Herobuilders once promised to do to PEZ what Bratz dolls (temporarily) did to Barbie, starting with this presidential “Candy Date” dispenser of Republican Rudy Guiliani. Herobuilders, under pressure from PEZ lawyers, stopped using PEZ bodies and designed their own mechanism for delivering treats.

By Darren Garnick
The Boston Herald
Original Publication Date: January 27, 2010
**
Of all the possible reasons to enter the candy business, vengeance doesn’t immediately come to mind.

But for a toy manufacturer best known for its “good guy” action figures of U.S. presidents and its “bad guy” figures of America’s enemies, perhaps it’s not so strange that the war metaphor would apply to its latest product launch, too.

Emil Vicale, CEO of Connecticut-based Herobuilders.com, ambitiously aims to behead PEZ Candy, the iconic company that’s been making plastic cartoon and animal characters for its sugary pellets since the 1950s.

Herobuilders’ new “Head Candy” dispensers will be available this summer as both mass-produced licensed characters and as personalized novelty toys that put a customer’s face on the body of a superhero or a business executive. Vicale is now taking orders for the customized candy dispensers, which cost $299.99 for the first one and $29.95 for duplicates. The price point for the cartoon dispensers, which will go head-to-head with $1.50 packages of PEZ, has not been announced.

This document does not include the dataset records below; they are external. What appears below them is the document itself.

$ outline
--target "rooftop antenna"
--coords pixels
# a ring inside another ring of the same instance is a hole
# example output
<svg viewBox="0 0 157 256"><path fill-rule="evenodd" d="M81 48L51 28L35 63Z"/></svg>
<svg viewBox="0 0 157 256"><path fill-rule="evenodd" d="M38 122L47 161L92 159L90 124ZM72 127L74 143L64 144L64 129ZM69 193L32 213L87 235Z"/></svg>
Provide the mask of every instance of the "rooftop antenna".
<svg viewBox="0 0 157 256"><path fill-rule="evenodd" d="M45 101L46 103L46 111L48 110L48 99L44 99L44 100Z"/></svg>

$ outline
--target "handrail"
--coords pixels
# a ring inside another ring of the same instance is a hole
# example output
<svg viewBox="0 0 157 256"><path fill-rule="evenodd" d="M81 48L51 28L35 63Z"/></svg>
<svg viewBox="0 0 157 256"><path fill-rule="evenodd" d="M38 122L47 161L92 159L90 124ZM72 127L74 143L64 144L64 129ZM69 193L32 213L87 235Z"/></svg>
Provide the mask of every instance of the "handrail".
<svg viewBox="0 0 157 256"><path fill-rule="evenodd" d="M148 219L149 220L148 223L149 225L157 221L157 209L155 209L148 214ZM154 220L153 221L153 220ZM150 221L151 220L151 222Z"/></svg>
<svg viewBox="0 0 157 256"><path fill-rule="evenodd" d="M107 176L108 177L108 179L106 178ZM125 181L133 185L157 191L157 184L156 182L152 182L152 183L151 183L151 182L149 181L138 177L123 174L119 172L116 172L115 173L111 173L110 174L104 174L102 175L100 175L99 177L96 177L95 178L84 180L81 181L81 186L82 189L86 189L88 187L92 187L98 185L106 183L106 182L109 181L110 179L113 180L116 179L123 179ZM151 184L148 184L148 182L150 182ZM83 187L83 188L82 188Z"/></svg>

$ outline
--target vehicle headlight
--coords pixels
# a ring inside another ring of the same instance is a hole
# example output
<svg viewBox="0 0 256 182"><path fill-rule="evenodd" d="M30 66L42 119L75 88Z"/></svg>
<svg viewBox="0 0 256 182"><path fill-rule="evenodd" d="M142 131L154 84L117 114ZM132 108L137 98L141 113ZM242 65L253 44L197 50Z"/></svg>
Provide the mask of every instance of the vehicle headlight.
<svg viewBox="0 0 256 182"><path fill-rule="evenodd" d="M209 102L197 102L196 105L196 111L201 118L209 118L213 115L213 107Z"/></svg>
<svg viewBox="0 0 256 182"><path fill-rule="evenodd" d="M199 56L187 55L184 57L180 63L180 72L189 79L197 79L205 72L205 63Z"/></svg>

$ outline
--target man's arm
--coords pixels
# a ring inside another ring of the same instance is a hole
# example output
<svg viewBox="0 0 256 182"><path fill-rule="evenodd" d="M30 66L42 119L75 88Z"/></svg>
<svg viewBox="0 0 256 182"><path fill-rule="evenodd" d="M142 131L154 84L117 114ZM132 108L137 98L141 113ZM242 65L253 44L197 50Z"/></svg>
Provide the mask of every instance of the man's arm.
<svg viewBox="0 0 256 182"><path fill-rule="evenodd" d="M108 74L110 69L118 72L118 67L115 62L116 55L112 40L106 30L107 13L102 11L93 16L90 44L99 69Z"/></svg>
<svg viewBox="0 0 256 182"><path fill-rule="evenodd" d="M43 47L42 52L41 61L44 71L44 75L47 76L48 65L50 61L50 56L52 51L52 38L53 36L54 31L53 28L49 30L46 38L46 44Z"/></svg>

Vicale has been making hand-sculpted customized toys for more than a decade. His upcoming Don Quixote-esque retail battle stems from a conflict last year over his practice of selling Herobuilder heads on PEZ bodies.  PEZ threatened legal action against Vicale if he did not stop producing so-called “fantasy” dispensers.  The company is also suing the Burlingame Museum of PEZ Memorabilia in California for putting its name on smiley face PEZ and other alleged trademark infractions. The case is expected to go to trial in November.

Both Herobuilders and the Burlingame Museum insist they have the legal right to modify any product and resell it, just like a garage that customizes souped-up motorcycles or cars. But Vicale has since stopped using rectangular PEZ bodies and has designed his own cylinder-shaped dispenser instead. His candies, featuring bright-colored “over the top” flavors such as “Extreme Cherry,” and “Crazy Strawberry,” will be round — and the spring-loaded mechanisms will also hold Sweet Tarts and Spree brand candies.

Vicale dismissively calls Pez candies “chalk,” and predicts a loyal following because his dispensers will be “made in America, by Americans for Americans” at his Connecticut facility. Although PEZ candy itself is made in Orange, Conn., most dispensers are imported from China and Eastern Europe.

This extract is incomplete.